これらのことを考慮するならば、たとえ給与が半分になったとしても、嘱託社員として再雇用されたまま65歳まで生きる方が安全といえる。繰り返すが、実際に私の周囲の先人の方々は、嘱託社員の道を選ばれている方が多い。

■新たな道を選択するなら準備は早めに

しかし中には、定年を機にまったく別の仕事を経験してみたいとお考えの方や、嘱託社員としての再雇用制度がないといった方もいらっしゃることだろう。年金支給の年齢が65歳にシフトしはじめているのに、定年年齢が60歳のままであり、しかも定年年齢で無条件に放り出されてしまう場合、単独で仕事を探し出す必要がある。

もし、60歳で定年を迎えるのと同時に、別の仕事を探す必要がある場合には、ちょっとした準備を事前に始めておく必要があろうかと思う。

まずは定年後に就きたいと考える職種の雇用状況をご自分の足を使ってリサーチすることだ。定年を迎えた後に、「さて、しばらく休んだら次を探すか」といった形では、多くの場合、現実の厳しさを痛感させられることになる。昨今、人手不足が顕著となってきており、有効求人倍率も上昇傾向を続けているが、この数値は若い非正規労働者に向けられたものだ。定年後の人材雇用に積極的な企業は、残念ながらまだまだマイノリティな存在といえる。

このため、就きたいと考える職種の人間に実際に多く接触し、60歳で定年を迎えた際に雇用してもらえる余地があるのかを聞き出しておくことが望ましい。中には、このような活動の中で、零細企業ながら経営者と知り合いになり、定年と同時にその会社に正社員として雇用された方もいらっしゃる。ちなみにこの会社には定年は設けていないのだそうで、この先人は、働くことができて、しかも会社の役に立つ間は仕事を続けたいと考えていらっしゃるようである。

■老後の支出を徹底して見直してみる

60歳から65歳までの魔の5年間を食いつなぐためには、支出を徹底して見直しておくことも重要な戦略のひとつとなる。定年を迎えられる頃になれば、おおよそお子さんは成人して独立をされているはずである。このため、夫婦二人で生きていくことができればよい。

巷では、老後の生活に最低限月25万円、生活にゆとりを持たせるためには月35万円のお金が必要となるといった統計値をよく見るが、徹底して固定費を見直し、夫婦二人お金を使わずに楽しむことのできるモデルを確立すれば、月10万円から15万円程度でも窮屈なく生活できるものである。

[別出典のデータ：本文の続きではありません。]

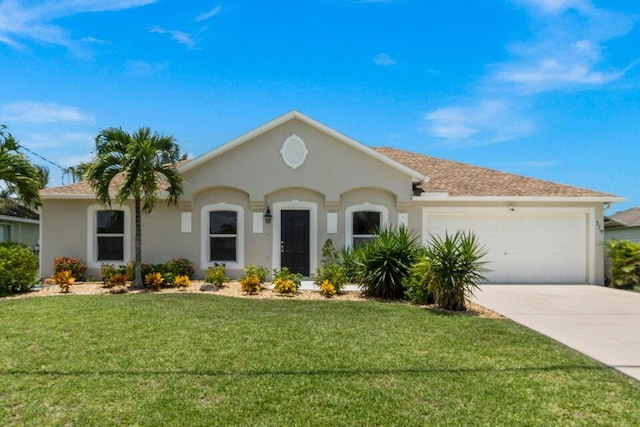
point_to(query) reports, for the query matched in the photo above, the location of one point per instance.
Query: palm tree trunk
(137, 283)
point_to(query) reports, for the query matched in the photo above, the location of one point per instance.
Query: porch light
(267, 215)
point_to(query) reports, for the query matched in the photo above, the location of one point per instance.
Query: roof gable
(416, 177)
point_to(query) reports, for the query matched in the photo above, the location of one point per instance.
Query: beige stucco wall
(331, 167)
(64, 228)
(253, 176)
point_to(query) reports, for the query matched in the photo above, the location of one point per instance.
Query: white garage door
(523, 247)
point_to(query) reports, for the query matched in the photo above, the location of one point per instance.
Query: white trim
(332, 223)
(403, 219)
(368, 207)
(415, 176)
(19, 219)
(92, 260)
(590, 218)
(258, 220)
(204, 235)
(185, 222)
(294, 151)
(313, 231)
(443, 197)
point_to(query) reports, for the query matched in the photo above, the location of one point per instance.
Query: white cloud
(143, 68)
(41, 112)
(555, 6)
(38, 140)
(484, 122)
(566, 52)
(93, 40)
(206, 15)
(178, 36)
(540, 164)
(24, 21)
(384, 60)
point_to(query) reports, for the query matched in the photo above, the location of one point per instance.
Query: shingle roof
(627, 217)
(19, 211)
(83, 188)
(445, 176)
(459, 179)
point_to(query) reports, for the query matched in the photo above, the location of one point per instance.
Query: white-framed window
(222, 235)
(5, 232)
(108, 235)
(363, 222)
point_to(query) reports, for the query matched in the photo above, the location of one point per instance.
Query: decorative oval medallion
(294, 151)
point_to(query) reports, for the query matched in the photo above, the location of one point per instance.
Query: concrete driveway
(600, 322)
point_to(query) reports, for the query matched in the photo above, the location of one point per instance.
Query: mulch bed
(231, 289)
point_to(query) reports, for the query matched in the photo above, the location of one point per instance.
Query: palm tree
(145, 163)
(20, 180)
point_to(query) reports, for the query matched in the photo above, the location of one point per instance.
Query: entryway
(294, 241)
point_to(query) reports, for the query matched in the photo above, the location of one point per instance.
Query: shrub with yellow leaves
(64, 279)
(285, 286)
(250, 284)
(182, 281)
(154, 280)
(327, 289)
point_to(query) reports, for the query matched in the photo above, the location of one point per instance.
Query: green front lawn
(191, 359)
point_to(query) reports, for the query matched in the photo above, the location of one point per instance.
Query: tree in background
(20, 180)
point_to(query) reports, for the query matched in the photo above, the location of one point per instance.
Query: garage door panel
(524, 248)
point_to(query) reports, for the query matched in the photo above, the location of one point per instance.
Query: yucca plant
(626, 263)
(386, 261)
(456, 268)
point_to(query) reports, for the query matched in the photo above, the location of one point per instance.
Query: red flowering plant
(74, 265)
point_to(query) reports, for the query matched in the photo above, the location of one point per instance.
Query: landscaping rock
(209, 287)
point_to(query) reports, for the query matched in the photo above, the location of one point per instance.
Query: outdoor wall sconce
(267, 215)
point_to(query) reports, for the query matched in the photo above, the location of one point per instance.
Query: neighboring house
(623, 225)
(273, 196)
(19, 224)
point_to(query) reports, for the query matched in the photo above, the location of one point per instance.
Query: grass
(192, 359)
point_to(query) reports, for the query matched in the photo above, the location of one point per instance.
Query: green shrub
(179, 267)
(216, 275)
(331, 270)
(74, 265)
(108, 270)
(250, 284)
(456, 268)
(417, 283)
(350, 261)
(18, 268)
(626, 263)
(130, 269)
(284, 275)
(257, 271)
(386, 261)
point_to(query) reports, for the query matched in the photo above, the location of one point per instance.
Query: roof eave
(443, 197)
(19, 219)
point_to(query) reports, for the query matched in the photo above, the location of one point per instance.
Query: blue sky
(543, 88)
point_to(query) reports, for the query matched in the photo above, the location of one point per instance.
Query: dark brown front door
(294, 241)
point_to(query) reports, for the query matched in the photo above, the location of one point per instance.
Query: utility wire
(64, 171)
(46, 160)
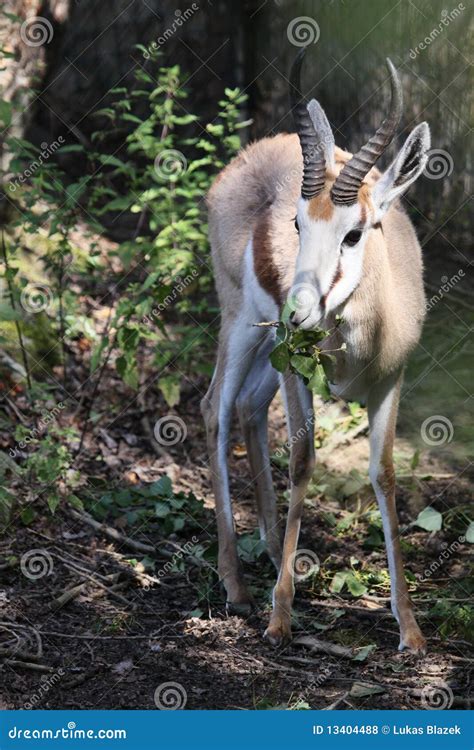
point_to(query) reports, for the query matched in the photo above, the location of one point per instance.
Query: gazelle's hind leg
(299, 408)
(383, 408)
(253, 401)
(238, 343)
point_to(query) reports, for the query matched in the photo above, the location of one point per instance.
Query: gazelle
(352, 251)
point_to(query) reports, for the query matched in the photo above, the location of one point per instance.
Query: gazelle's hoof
(413, 641)
(278, 632)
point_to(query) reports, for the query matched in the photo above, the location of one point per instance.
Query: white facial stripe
(325, 267)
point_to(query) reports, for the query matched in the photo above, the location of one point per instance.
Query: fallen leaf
(361, 689)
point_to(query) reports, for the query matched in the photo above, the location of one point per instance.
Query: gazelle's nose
(297, 317)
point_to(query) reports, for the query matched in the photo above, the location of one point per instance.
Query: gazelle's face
(330, 258)
(337, 210)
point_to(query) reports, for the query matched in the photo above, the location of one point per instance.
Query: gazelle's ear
(404, 169)
(323, 131)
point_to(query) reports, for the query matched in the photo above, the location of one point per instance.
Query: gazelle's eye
(352, 238)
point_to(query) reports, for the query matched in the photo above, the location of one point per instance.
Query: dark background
(246, 44)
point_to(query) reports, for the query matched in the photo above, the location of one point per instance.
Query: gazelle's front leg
(299, 403)
(383, 409)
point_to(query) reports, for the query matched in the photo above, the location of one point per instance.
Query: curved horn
(345, 189)
(314, 166)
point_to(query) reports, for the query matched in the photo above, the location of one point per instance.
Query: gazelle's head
(337, 209)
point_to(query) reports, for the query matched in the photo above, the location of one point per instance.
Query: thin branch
(17, 322)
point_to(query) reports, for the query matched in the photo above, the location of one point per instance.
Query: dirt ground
(122, 636)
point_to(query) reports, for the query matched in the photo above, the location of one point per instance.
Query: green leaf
(170, 386)
(303, 365)
(337, 583)
(429, 519)
(27, 515)
(355, 586)
(470, 533)
(5, 113)
(8, 313)
(53, 502)
(415, 460)
(364, 652)
(280, 357)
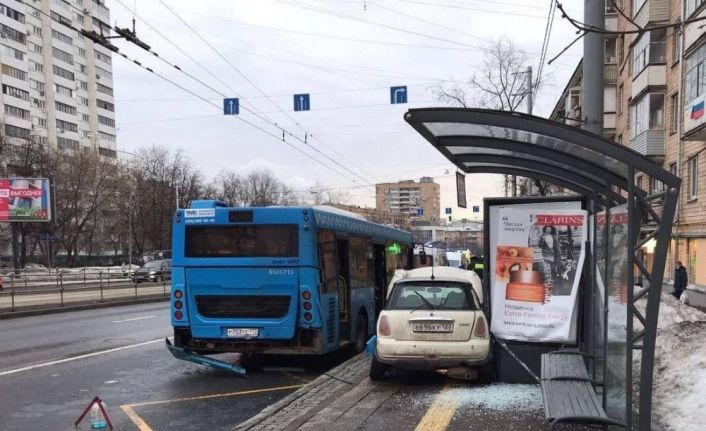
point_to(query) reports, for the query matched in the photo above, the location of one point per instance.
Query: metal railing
(50, 288)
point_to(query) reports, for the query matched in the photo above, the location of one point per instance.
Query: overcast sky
(346, 54)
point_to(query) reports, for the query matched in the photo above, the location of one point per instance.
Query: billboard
(537, 254)
(25, 200)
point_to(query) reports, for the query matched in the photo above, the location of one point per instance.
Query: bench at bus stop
(568, 393)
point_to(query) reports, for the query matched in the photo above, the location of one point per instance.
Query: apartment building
(658, 108)
(420, 200)
(57, 86)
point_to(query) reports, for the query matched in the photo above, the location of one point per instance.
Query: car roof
(441, 273)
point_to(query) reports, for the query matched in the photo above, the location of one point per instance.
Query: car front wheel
(377, 370)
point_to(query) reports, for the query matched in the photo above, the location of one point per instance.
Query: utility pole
(592, 82)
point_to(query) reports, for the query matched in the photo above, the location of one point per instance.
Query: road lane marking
(136, 419)
(227, 394)
(133, 319)
(76, 358)
(142, 425)
(440, 413)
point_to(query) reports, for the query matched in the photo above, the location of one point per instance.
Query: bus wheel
(361, 333)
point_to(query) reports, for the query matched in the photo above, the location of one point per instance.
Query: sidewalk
(344, 399)
(39, 303)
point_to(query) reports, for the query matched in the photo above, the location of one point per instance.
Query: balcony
(610, 73)
(652, 11)
(654, 75)
(649, 143)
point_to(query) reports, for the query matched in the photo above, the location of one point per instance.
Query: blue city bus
(292, 280)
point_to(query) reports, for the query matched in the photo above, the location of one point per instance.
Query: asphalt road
(52, 366)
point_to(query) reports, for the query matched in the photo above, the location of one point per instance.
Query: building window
(17, 36)
(104, 89)
(59, 71)
(676, 45)
(16, 132)
(65, 125)
(12, 52)
(692, 5)
(610, 50)
(62, 37)
(63, 107)
(105, 105)
(106, 137)
(66, 91)
(647, 113)
(649, 49)
(15, 92)
(106, 121)
(675, 113)
(107, 152)
(14, 72)
(636, 6)
(16, 112)
(17, 16)
(63, 56)
(65, 143)
(695, 80)
(103, 73)
(36, 66)
(39, 121)
(103, 57)
(693, 177)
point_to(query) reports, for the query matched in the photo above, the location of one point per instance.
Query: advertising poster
(24, 200)
(539, 254)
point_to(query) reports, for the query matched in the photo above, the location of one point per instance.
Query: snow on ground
(679, 390)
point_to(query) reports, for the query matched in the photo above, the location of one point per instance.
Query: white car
(433, 322)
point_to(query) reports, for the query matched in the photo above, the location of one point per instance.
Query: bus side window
(327, 262)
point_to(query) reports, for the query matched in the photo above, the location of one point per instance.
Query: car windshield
(432, 295)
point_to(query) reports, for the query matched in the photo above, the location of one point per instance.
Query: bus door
(380, 277)
(344, 290)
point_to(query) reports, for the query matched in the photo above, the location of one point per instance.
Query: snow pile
(679, 390)
(500, 397)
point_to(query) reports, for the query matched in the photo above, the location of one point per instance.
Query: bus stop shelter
(621, 297)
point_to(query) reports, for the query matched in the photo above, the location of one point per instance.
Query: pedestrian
(681, 279)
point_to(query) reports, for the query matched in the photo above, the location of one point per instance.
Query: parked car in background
(156, 270)
(433, 320)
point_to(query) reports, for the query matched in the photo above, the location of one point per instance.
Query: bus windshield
(280, 240)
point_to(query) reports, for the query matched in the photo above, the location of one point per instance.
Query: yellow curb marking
(440, 413)
(136, 419)
(142, 425)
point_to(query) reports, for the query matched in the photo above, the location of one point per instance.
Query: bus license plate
(433, 327)
(242, 332)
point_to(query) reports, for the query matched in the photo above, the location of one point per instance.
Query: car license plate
(242, 332)
(433, 327)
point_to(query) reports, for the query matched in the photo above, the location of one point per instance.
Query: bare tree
(262, 188)
(501, 82)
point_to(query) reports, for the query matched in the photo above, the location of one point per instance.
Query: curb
(330, 380)
(80, 307)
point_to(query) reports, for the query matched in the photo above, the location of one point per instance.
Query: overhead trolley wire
(193, 93)
(254, 85)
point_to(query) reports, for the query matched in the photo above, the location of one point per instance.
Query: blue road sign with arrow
(301, 102)
(398, 94)
(231, 106)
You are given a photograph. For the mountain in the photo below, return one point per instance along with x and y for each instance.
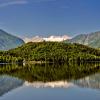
(50, 38)
(8, 41)
(92, 39)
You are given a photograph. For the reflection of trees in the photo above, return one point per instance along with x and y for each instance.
(49, 72)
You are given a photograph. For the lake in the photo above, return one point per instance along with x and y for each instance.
(49, 82)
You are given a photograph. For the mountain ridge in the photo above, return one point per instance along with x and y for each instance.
(91, 39)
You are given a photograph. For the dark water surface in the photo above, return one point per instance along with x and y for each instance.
(49, 82)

また、この程度の支出を埋めるのであれば、たとえば駐車場の誘導係やマンションの管理人など、高齢者が就けるアルバイトであっても何とか食いつないでいくことは可能だ。「おいおい、定年後とはいえそこまで落ちたくはないよ」と思われている方も、とりあえず支出額を徹底して見直しておいて損はない。

なお、最近では65歳以降まで住宅ローンの返済を抱えている方が多いという。しかしこれが、老後破産の要因となることが少なくない。定年後に思ったほどの収入を得ることができずに、住宅ローンの返済が滞り、最終的にマイホームを競売で失ってしまう方も実際にいらっしゃるのだ。よって仮に60歳以降においてもローンの返済が残っているのであれば、無理をしてでも50代のうちに前倒しで返済をしておき、60歳を迎えた段階で無借金となることが望ましい。

■早くから試行錯誤を繰り返し収入源を構築する

また、これについては本ブログの各所で触れてきていることだが、50代になられた段階で、雇用されること以外に、何らかの収入源を構築し始めると良いかと思う。最近では、インターネットの存在があるので、時間をかけて試行錯誤を繰り返すことで、いくつもの収益源を作り出すことができるようになってきている。

雇用されずにお金を稼ぐわけだから、決して簡単な道ではないが、お小遣い程度の規模からビジネスモデルをスタートし、PDCAによって改善を図り続ければ、10年程度もあればサラリーマン程度の収入源を作り出すことは夢物語ではない。

老後を迎えられた方の中には、経済的な不安はまったくないという方もいらっしゃるが、仕事を辞めて経済活動から一線を画した段階で、自己の価値観を喪失し生き甲斐のない無機質な老後に頭を抱える方も少なくない。

しかしながら、小さなビジネスモデルであっても、自ら作り上げたものであれば、それなりの生き甲斐を持って取り組むことができるし、そもそもこれに定年はない。また、働き方についても自分で決定することができるので、老後において何らかの収入源を持つことができれば、幾重にもわたるメリットを享受することができるはずである。

ただし繰り返すが、これは簡単なことではない。どのような職であれプロとなるためには、専門の学校を出て実績を積む必要がある。よって独立しよう儲けようといった安易な構想であるならば、それはおおよそうまくは行かないことを認識しておく必要はありそうである。

 

さて、老後における複数の戦略とその準備について長々と書いた。これらを同時並行的に行うことで、頭を抱えてしまうことはなくなるかもしれない。

既に「定年後にも現在の仕事を続けるべきか否かのお話」から大きく話題がそれてしまった感は否めないが、それでも同輩の方々が、いつまでも幸せで生き甲斐を感じることのできる老後を楽しまれることを切に願う。

そしてもし機会があれば、個々の楽しい生活を語り合いつつ美酒に酔うのも良いかもしれないと考える今日この頃である。